Buy to Let Investment Remains A Strong Proposition
Mon 28 Jan 2019


Government Changes do not Deter Investors
The dream of buying property and becoming a landlord has been fuelled by hours of Homes Under the Hammer and the constant message that the safest investments are in bricks and mortar.
Recent changes concerning both regulatory and fiscal changes have had an impact on this sector. Basically, the government introduced tax changes for people who had an income from letting a property. It was thought this may damage the perception of the buy to let opportunity for new comers to the business. However, it seems that despite these changes, people are adjusting well to the new rules. Investment in additional property to achieve additional income through buy to let remains just as tempting a proposition as ever.
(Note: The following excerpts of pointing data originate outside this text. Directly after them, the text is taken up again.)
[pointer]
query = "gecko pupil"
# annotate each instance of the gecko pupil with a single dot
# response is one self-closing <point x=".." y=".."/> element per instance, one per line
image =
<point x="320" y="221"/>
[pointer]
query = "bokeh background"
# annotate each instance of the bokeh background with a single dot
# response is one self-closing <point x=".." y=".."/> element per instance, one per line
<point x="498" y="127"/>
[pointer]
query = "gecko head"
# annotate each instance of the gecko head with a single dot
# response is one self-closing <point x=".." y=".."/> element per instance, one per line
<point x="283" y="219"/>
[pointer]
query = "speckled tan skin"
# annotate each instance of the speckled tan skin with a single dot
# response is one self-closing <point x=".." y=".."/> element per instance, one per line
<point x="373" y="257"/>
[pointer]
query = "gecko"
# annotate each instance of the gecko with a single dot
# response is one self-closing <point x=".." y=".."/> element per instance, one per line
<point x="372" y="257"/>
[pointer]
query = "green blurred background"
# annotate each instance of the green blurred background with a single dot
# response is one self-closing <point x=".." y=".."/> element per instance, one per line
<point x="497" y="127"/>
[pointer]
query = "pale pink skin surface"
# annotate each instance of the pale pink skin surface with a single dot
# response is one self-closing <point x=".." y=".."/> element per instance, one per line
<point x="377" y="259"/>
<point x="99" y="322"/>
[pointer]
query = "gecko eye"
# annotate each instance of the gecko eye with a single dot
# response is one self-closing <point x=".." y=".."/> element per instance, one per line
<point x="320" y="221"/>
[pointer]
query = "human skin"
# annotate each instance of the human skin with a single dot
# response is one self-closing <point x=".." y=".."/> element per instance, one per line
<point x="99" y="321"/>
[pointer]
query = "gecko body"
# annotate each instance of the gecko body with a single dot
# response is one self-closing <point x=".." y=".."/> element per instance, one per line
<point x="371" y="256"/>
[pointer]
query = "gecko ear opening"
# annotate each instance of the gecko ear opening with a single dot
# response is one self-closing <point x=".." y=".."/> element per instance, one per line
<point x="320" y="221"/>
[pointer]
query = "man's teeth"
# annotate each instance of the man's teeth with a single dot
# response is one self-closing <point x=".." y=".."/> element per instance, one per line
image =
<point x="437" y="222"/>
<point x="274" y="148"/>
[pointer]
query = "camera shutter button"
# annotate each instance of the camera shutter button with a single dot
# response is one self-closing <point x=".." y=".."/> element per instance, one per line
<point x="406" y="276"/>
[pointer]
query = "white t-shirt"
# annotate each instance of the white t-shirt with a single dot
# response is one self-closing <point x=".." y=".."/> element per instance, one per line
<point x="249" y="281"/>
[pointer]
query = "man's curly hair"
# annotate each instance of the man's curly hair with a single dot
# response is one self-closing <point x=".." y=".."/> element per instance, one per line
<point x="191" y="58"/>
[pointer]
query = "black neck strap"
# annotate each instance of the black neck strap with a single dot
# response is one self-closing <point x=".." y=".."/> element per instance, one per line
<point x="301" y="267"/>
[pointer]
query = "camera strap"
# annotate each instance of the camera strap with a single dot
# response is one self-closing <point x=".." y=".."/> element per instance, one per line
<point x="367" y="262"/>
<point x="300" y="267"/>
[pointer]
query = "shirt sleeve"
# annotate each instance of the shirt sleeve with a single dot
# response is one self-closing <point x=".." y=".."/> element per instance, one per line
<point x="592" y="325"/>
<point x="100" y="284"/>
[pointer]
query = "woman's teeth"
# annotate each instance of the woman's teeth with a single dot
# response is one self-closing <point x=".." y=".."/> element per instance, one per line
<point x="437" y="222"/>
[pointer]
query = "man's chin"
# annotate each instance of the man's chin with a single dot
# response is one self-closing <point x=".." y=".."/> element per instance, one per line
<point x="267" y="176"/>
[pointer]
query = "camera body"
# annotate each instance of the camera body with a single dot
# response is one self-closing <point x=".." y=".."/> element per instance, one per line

Andrew Turner, chief executive of specialist mortgage broker Commercial Trust is confident that the short-term pain to adjust to the changes will not be felt by the majority of BTL investors. He says:
“The expectation was that this would be most keenly felt by those with fewer properties, because adjusting to the changes would be a more painful process for new investors or those with less experience....
....However, the simple fact is that buy to let remains a solid investment option, with strong potential for an attractive and profitable return on capital invested."
Strong Lettings Market Back Up Investment Actions
Headlines can focus on the scaremongering of property investors quitting the market. This could be because they have found it difficult to adjust to the changes. Change affects every industry at one point or another; it is simply a case of being well informed and well prepared to act accordingly. Buy to let is definitely not unattractive as an investment option.
More and more landlords are taking advantage of longer-term fixed rate mortgages as a way to safeguard against future potential rate rises.
Turner goes on to say:
“Investors are likely to continue to do this as their renewal dates come up and therefore, I’m sure the remortgage market for buy to let will remain buoyant over the coming months.”
We’ve seen the lettings market remain strong throughout the final quarter of 2018; in fact, Oulsnam’s predictions for 2019 are focused on increasing demand for rental housing. Investors should not be deterred from forging ahead with investment in buy to let properties; the cost of debt is relatively cheap and the housing shortage is likely to continue for some time yet.